While the Department of Housing and Urban Development (HUD) has tightened lending criteria for reverse mortgages, the new standards are designed to reduce defaults — which at one time represented about 10% of outstanding reverse mortgage loans, the AARP writes in a recent article.
The changes, which stem from the Financial Assessment that took effect April 27, “require that lenders determine whether would-be borrowers have enough income to keep up with property taxes and homeowner’s insurance so they don’t default on the loan and, possibly, lose their home,” AARP writes.
Maintaining ongoing property charges, such as taxes and insurance, has been a problem for some borrowers in the past.
According to Lori Trawinski, director of banking and finance at the AARP Public Policy Institute, about one in 10 outstanding loans were in technical default in 2012 because borrowers couldn’t keep up with those bills.

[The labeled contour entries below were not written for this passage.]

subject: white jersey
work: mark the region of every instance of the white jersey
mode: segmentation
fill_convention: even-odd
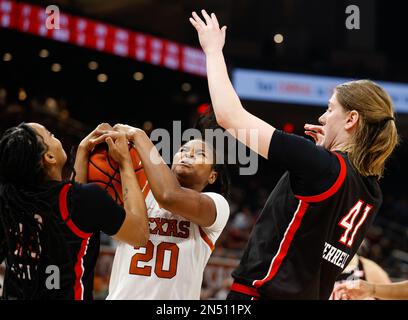
[[[107,299],[200,298],[204,268],[230,213],[223,196],[213,192],[204,194],[213,199],[217,209],[214,224],[205,228],[160,208],[149,192],[146,206],[150,239],[144,247],[119,244]]]

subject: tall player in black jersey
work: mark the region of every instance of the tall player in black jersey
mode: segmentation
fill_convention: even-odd
[[[222,53],[226,27],[202,14],[193,12],[190,22],[206,54],[219,125],[270,165],[287,169],[233,272],[229,299],[327,299],[381,205],[377,180],[398,140],[391,99],[371,81],[344,83],[321,126],[305,127],[316,144],[277,130],[241,105]]]
[[[81,142],[75,163],[79,181],[86,176],[93,141],[109,128],[102,124]],[[1,137],[3,298],[92,299],[99,232],[133,246],[146,244],[147,210],[126,135],[106,142],[119,163],[124,209],[97,185],[62,181],[66,154],[42,125],[23,123]]]

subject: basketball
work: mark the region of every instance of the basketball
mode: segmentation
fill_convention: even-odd
[[[143,196],[146,198],[147,193],[149,192],[149,187],[142,162],[136,149],[131,144],[129,144],[129,151],[136,179],[142,190]],[[119,165],[109,156],[108,145],[106,143],[96,146],[89,157],[88,183],[98,184],[109,193],[117,204],[123,206]]]

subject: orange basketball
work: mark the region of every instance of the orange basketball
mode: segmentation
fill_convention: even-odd
[[[149,185],[142,162],[136,149],[129,144],[129,151],[135,169],[136,179],[146,198],[149,192]],[[118,164],[109,156],[108,145],[106,143],[98,145],[89,157],[88,163],[88,183],[96,183],[104,188],[113,200],[123,206],[122,183],[120,181],[120,171]]]

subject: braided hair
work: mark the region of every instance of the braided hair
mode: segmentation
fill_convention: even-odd
[[[215,118],[214,112],[209,109],[204,115],[200,116],[197,119],[197,122],[195,124],[195,129],[198,129],[201,132],[202,137],[205,137],[205,130],[206,129],[212,129],[212,130],[222,130],[224,131],[223,128],[221,128],[217,120]],[[210,145],[212,146],[213,150],[213,159],[218,159],[217,158],[217,152],[218,150],[216,148],[216,141],[206,141],[208,143],[211,143]],[[226,151],[224,150],[224,157],[223,159],[226,159],[225,154]],[[217,192],[222,194],[224,197],[228,198],[229,196],[229,188],[230,188],[230,173],[228,166],[225,162],[223,163],[217,163],[217,161],[214,161],[213,164],[213,169],[215,172],[217,172],[217,179],[213,184],[207,185],[207,187],[204,189],[206,192]]]
[[[5,298],[41,298],[45,290],[42,267],[47,262],[70,263],[49,201],[64,182],[47,181],[42,164],[47,148],[25,123],[8,129],[0,139],[0,247],[7,256],[5,283],[10,280],[12,291],[6,285]],[[56,253],[46,247],[51,243],[58,248]]]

“The new lending standards are designed to reduce defaults,” the article notes. “Lenders will be required to look at credit reports, assets, income and the borrower’s history of paying taxes and homeowner’s insurance.”
While the changes will make it more difficult for people who are struggling with income flow to meet the criteria, Trawinski says, a borrower could still qualify by having the lender set aside some of the loan’s proceeds to cover property charges down the road.
Prospective borrowers in high-tax states, however, will need to determine whether a set-aside will still make a reverse mortgage worthwhile.
“We think reverse mortgages can be a useful tool for some people,” Trawinski says. “That’s where it becomes difficult. Everybody is in a different financial circumstance.”